His statement echoed one by Al-Azhar, Egypt’s prestigious seat of Sunni learning, which condemned the caricatures showing the Prophet naked but said any protest should be peaceful.
The Coptic Orthodox Church in Egypt, whose population of 83 million people is 10 percent Christian, also condemned the cartoons as insults to Islam.
Gomaa said insults to Islam and the response, including the killing of the U.S. ambassador in Libya and attacks on other Western embassies in the region, could not be dissociated from other points of conflict between the West and the Muslim world.
He cited the treatment of Muslims at the U.S. detention center in Guantanamo, the U.S.-led war in Iraq, drone attacks in Yemen and Pakistan, and the demonization of Muslims by far-right European parties as “underlying factors” for the tensions.
After Friday’s invasion of the U.S. Embassy in Tunis, the Tunisian Interior Ministry has banned protests against the cartoon planned for Friday “to prevent human and material losses.” It warned that a state of emergency was still in force and that law “will be rigorously applied.”
The European Union issued a joint appeal, through its foreign policy chief, with the Arab League, African Union and Organization of Islamic Cooperation for “peace and tolerance.”
“We condemn any advocacy of religious hatred that constitutes incitement to hostility and violence,” the statement said.
“While fully recognizing freedom of expression, we believe in the importance of respecting all prophets, regardless of which religion they belong to.”
Despite the calls for calm, demonstrations turned violent in Pakistan’s capital Islamabad Thursday when thousands of protesters clashed with police close to Islamabad’s diplomatic enclave, leaving at least 50 people injured.
There have been dozens of demonstrations in Pakistan over the past week and the U.S. State Department has spent $70,000 to air adverts in Urdu across Pakistani television in a bid to disassociate the U.S. government from the inflammatory film, spokeswoman Victoria Nuland said.
There have been questions among lawmakers about whether the United States should continue aid to some countries, including Egypt, following the protests.
In Libya, where militias that helped overthrow Moammar Gadhafi still wield much power, the foreign minister offered an apology for U.S. ambassador Christopher Stevens’ death.
Secretary of State Hillary Clinton said Thursday she was forming a panel to investigate the attack, which the White House said bears the hallmarks of a “terrorist attack,” possibly linked to Al-Qaeda.

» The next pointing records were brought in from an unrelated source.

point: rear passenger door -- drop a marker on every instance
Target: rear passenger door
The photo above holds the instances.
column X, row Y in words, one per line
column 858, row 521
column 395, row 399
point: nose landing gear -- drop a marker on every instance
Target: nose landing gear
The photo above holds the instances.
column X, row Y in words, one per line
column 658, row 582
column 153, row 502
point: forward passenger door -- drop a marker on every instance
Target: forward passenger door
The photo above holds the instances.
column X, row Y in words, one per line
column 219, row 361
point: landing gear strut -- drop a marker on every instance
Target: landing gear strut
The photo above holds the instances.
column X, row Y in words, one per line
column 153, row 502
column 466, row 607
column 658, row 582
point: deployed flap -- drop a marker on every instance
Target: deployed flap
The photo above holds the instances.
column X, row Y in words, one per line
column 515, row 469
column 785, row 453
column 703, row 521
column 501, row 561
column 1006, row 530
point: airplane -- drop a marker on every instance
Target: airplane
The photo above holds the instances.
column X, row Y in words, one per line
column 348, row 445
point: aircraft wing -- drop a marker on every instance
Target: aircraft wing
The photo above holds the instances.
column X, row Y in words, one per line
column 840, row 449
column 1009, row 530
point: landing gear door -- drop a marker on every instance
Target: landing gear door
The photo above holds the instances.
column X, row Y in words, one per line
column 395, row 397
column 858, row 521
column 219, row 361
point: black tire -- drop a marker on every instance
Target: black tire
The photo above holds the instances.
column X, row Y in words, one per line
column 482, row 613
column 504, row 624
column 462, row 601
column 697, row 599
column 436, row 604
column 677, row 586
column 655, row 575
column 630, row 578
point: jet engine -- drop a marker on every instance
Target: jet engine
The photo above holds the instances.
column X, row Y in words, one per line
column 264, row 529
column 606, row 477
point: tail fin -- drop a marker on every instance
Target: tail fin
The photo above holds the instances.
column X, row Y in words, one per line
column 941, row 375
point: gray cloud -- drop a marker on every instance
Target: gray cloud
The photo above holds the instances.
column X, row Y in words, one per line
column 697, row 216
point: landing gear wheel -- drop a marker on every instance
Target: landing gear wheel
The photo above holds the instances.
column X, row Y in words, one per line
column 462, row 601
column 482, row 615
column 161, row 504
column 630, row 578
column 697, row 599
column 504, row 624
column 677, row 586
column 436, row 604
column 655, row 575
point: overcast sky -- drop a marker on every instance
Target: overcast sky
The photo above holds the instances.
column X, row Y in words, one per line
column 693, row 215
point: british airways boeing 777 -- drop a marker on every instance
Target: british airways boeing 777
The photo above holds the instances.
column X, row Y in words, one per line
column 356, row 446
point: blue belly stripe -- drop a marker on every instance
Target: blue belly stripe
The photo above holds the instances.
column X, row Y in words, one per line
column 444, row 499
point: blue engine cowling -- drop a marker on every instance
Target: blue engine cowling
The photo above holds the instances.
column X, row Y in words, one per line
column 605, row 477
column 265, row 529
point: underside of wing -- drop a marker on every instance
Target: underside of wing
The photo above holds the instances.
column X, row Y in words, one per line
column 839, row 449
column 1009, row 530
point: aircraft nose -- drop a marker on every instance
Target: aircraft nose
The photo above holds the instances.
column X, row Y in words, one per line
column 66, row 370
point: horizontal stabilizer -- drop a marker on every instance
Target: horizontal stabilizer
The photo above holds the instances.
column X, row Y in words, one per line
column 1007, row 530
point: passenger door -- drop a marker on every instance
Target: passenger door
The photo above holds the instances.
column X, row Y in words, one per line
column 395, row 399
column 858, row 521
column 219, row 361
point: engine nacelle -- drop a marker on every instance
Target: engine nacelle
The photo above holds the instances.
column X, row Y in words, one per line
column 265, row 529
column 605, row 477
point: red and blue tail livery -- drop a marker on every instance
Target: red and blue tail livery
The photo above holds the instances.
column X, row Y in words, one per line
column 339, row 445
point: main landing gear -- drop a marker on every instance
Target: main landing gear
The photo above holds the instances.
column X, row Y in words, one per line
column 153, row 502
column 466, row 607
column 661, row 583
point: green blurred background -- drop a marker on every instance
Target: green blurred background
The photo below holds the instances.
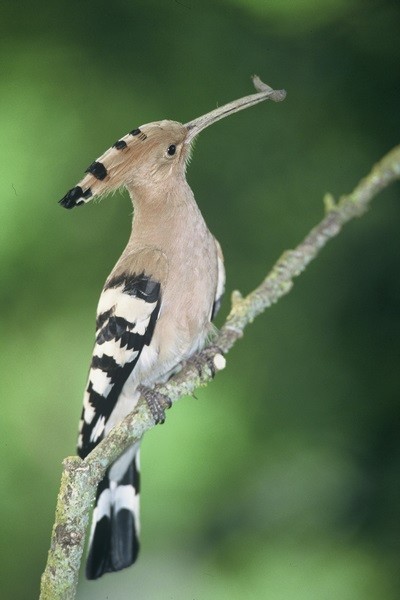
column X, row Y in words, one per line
column 281, row 480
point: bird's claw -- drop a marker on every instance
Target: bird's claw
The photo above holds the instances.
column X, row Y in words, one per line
column 157, row 403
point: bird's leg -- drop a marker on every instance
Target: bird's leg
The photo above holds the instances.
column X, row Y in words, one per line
column 157, row 403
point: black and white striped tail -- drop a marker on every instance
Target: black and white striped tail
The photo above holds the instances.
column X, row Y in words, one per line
column 114, row 540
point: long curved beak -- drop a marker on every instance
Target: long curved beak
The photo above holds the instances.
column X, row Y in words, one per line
column 265, row 92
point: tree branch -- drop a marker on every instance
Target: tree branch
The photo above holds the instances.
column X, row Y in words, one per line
column 80, row 478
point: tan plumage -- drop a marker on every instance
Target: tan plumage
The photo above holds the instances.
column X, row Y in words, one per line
column 156, row 307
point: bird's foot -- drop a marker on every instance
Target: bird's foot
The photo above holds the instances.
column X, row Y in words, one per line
column 211, row 357
column 157, row 403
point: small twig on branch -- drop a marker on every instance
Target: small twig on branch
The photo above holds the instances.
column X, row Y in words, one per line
column 80, row 478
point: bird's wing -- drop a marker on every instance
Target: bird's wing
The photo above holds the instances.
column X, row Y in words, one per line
column 127, row 313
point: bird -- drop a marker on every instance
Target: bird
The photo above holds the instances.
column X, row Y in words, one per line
column 156, row 308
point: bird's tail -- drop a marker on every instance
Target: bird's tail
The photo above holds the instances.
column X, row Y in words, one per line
column 114, row 539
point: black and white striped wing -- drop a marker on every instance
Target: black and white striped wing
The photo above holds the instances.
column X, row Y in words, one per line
column 127, row 313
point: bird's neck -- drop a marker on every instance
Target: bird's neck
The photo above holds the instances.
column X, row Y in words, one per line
column 163, row 215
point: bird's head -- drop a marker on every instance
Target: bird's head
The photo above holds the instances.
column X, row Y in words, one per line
column 152, row 154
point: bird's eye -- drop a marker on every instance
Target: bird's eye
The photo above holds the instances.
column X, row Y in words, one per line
column 171, row 150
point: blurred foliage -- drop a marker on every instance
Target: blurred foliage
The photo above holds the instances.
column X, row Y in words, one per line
column 282, row 479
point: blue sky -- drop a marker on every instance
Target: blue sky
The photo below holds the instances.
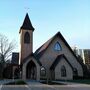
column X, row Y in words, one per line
column 70, row 17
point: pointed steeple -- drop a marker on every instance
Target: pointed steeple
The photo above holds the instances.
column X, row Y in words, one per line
column 27, row 25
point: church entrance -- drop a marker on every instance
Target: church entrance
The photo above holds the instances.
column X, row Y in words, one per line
column 31, row 71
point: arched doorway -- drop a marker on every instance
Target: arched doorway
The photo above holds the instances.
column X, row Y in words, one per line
column 31, row 70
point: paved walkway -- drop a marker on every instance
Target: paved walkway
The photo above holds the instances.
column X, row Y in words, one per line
column 33, row 85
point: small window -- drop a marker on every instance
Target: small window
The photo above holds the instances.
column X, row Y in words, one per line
column 63, row 71
column 43, row 71
column 27, row 38
column 57, row 46
column 75, row 72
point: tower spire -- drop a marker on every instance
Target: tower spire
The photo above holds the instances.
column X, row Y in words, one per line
column 27, row 25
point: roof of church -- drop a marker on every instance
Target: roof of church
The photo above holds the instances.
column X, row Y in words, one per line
column 27, row 25
column 32, row 55
column 57, row 60
column 15, row 58
column 40, row 51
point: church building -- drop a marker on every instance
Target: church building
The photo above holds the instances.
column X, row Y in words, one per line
column 53, row 60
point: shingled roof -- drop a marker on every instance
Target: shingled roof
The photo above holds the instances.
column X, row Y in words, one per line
column 31, row 55
column 39, row 52
column 57, row 60
column 27, row 25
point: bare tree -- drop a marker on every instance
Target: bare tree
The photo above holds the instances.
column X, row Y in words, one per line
column 6, row 48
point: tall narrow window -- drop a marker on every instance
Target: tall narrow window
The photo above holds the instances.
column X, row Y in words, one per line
column 63, row 71
column 27, row 38
column 57, row 46
column 43, row 71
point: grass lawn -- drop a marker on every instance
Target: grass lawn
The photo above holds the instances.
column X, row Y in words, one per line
column 85, row 81
column 51, row 83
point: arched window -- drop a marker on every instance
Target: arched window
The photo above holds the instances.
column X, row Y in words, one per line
column 63, row 71
column 57, row 46
column 43, row 71
column 27, row 38
column 75, row 72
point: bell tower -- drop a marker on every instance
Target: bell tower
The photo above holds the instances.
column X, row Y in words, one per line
column 26, row 39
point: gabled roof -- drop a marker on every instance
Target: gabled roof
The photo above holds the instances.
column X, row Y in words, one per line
column 58, row 59
column 27, row 25
column 31, row 55
column 15, row 58
column 39, row 52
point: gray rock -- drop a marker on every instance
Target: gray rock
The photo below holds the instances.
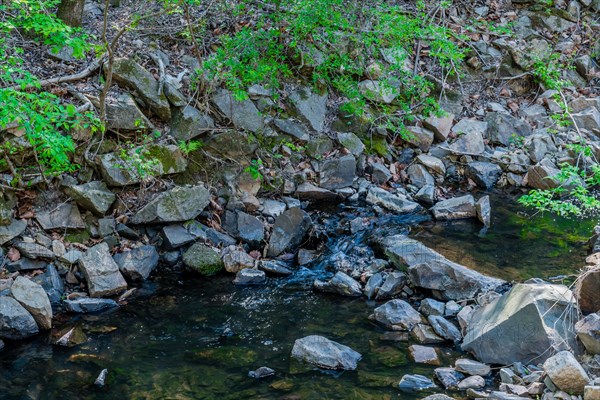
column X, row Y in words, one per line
column 101, row 272
column 397, row 315
column 188, row 123
column 390, row 201
column 289, row 231
column 455, row 208
column 35, row 300
column 566, row 372
column 325, row 353
column 250, row 276
column 338, row 173
column 133, row 76
column 430, row 270
column 484, row 174
column 530, row 322
column 15, row 320
column 339, row 284
column 310, row 107
column 181, row 203
column 588, row 331
column 65, row 216
column 137, row 264
column 85, row 305
column 93, row 196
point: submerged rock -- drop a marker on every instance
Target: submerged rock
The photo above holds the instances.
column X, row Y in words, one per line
column 325, row 353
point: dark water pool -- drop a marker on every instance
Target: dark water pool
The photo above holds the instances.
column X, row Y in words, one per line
column 171, row 341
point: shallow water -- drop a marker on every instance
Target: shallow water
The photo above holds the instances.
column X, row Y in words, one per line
column 171, row 341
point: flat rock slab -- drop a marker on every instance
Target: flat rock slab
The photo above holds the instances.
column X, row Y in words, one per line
column 101, row 272
column 325, row 353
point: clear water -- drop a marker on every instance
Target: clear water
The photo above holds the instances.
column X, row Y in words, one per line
column 169, row 342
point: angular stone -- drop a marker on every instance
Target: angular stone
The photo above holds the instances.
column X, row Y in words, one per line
column 566, row 372
column 325, row 353
column 133, row 76
column 181, row 203
column 101, row 272
column 137, row 264
column 35, row 300
column 530, row 322
column 289, row 230
column 339, row 284
column 15, row 320
column 397, row 315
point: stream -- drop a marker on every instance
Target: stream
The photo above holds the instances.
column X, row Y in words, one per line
column 185, row 337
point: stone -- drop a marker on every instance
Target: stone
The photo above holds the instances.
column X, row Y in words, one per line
column 93, row 196
column 455, row 208
column 101, row 272
column 35, row 300
column 444, row 328
column 137, row 264
column 588, row 331
column 483, row 173
column 250, row 276
column 203, row 259
column 84, row 305
column 341, row 283
column 397, row 315
column 430, row 270
column 472, row 367
column 352, row 142
column 390, row 201
column 424, row 354
column 65, row 216
column 119, row 170
column 181, row 203
column 415, row 383
column 133, row 76
column 11, row 231
column 566, row 373
column 310, row 107
column 188, row 123
column 15, row 321
column 530, row 322
column 289, row 231
column 325, row 353
column 484, row 210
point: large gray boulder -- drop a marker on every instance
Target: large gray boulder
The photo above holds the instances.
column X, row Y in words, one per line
column 430, row 270
column 325, row 353
column 101, row 272
column 181, row 203
column 35, row 300
column 137, row 264
column 529, row 323
column 289, row 230
column 15, row 320
column 133, row 76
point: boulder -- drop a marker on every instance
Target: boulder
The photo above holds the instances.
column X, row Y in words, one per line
column 137, row 264
column 289, row 231
column 530, row 322
column 566, row 373
column 339, row 284
column 15, row 320
column 455, row 208
column 133, row 76
column 93, row 196
column 181, row 203
column 397, row 315
column 325, row 353
column 430, row 270
column 101, row 272
column 35, row 300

“It is self-evident that what happened in Benghazi was a terrorist attack,” White House spokesman Jay Carney told reporters traveling with President Barack Obama. “Our embassy was attacked violently and the result was four deaths of American officials.”
In recent days, Obama administration officials have slightly softened their claim that the attack was not preplanned, saying that while there is no intelligence to suggest it was, not all the facts are known.